なぜ軸足のバランスが不安定になる? 投球フォームを崩す「骨盤重心の偏り」の正体

子どもから鍛えることで「軸がブレない」…投球フォームを整える“お尻歩き”
野球で投げる動作は、片足でバランスをとる瞬間が必ず訪れる。中学硬式日本一の経験がある「関メディベースボール学院」(兵庫)の藤田真悟トレーナーによれば、多くの子どもたちが、投球時に体のバランスを崩してしまうという。投球フォームが安定しないことで、コントロールが悪くなるだけでなく、肩や肘に余計な負担がかかることもある。その改善につながる「お尻歩き」のドリルを紹介する。

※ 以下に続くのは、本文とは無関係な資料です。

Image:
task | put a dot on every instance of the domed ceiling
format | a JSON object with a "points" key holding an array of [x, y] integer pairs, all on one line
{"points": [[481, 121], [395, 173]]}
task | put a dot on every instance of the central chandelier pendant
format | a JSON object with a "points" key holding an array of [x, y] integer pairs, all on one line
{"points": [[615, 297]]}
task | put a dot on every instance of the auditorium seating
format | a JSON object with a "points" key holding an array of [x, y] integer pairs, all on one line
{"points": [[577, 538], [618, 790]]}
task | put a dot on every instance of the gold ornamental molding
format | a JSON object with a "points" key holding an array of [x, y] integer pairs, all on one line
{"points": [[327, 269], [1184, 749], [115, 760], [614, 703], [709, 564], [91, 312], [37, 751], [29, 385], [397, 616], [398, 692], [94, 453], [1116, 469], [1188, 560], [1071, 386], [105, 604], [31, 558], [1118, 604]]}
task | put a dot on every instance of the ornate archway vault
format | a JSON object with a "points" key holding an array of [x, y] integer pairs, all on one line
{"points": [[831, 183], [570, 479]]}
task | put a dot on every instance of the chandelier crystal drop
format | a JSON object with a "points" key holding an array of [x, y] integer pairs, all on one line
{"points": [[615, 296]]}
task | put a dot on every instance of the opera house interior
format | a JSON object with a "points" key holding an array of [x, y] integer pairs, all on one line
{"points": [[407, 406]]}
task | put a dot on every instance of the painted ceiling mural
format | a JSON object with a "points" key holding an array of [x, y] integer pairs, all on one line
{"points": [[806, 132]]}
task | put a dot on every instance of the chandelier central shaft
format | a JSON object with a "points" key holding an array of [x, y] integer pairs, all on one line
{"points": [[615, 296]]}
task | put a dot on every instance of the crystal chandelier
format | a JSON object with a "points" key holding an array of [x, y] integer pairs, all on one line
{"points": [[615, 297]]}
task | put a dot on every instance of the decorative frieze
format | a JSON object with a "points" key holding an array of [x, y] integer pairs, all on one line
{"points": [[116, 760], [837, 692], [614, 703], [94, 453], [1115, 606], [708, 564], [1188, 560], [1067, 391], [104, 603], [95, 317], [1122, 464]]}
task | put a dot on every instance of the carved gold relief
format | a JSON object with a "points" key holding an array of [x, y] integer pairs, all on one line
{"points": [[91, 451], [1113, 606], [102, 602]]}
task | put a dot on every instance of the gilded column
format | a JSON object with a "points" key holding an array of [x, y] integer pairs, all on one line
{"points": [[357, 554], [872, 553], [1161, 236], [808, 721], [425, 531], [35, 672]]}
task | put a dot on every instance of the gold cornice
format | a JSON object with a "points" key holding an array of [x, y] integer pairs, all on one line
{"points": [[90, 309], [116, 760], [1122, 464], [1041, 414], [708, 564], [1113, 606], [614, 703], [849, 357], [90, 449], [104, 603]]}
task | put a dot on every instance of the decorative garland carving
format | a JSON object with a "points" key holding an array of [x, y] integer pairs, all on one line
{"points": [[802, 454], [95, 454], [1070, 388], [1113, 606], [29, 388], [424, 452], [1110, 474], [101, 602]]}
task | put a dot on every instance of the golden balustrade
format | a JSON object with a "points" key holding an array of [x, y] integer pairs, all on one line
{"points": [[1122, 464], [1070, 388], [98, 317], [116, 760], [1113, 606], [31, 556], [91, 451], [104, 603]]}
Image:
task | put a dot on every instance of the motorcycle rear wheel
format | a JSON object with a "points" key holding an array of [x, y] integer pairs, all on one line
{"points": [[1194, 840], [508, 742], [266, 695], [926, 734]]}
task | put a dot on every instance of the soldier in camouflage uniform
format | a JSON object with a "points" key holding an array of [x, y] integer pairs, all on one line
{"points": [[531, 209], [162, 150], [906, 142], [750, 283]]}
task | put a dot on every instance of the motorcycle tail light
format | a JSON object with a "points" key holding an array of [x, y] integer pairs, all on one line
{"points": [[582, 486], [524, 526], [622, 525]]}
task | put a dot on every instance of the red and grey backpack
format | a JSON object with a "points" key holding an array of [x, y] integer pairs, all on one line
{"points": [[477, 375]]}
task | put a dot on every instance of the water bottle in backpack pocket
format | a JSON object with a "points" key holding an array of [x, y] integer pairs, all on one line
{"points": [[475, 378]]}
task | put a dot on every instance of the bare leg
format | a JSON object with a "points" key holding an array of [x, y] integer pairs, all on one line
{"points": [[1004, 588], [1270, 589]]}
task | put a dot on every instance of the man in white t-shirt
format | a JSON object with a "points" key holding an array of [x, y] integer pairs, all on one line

藤田トレーナーは長年、子どもたちを指導するなかで「ボールを投げる際に軸足で立った時、傾きが起こったりとか、なんとかバランスよく立つために姿勢を崩したりする子がいる」と指摘する。これは足元ではなく、骨盤の傾きが左右に行き過ぎてしまうことが原因だ。右投げの場合、投げる際に左足を浮かせると、左骨盤部分の支えがなくなってしまう。その際、重心をコントロールすることが苦手な子は、無理やり体勢を整えようとして、かえってバランスを崩して投げてしまう。
藤田トレーナーは「その時に大切なのは、骨盤をできるだけ水平にキープできるかどうか」とアドバイスを送る。そのカギを握るのが、肋骨と骨盤をつなぐ体幹の筋肉だ。この部分の締め方、強化方法を身につけることが安定した投球フォームにつながる。
そこで藤田トレーナーが勧めるのが「お尻歩き」という練習法だ。長座の姿勢から、左右のお尻を交互に浮かしながら前進していく。ポイントは体の軸をぶらさないこと。頭が左右に振れたり、体が傾いたりせず、上半身の姿勢を真っすぐにして前に進むことを意識する。
日々の練習に取り入れることで、投球に必要な体幹の筋肉が鍛えられ、軸がブレないフォームが身につく。小学生の時期に体の土台となる体幹を鍛えておくことで、将来的により速い球を投げられるようになるだけでなく、怪我のリスクも減らすことができるだろう。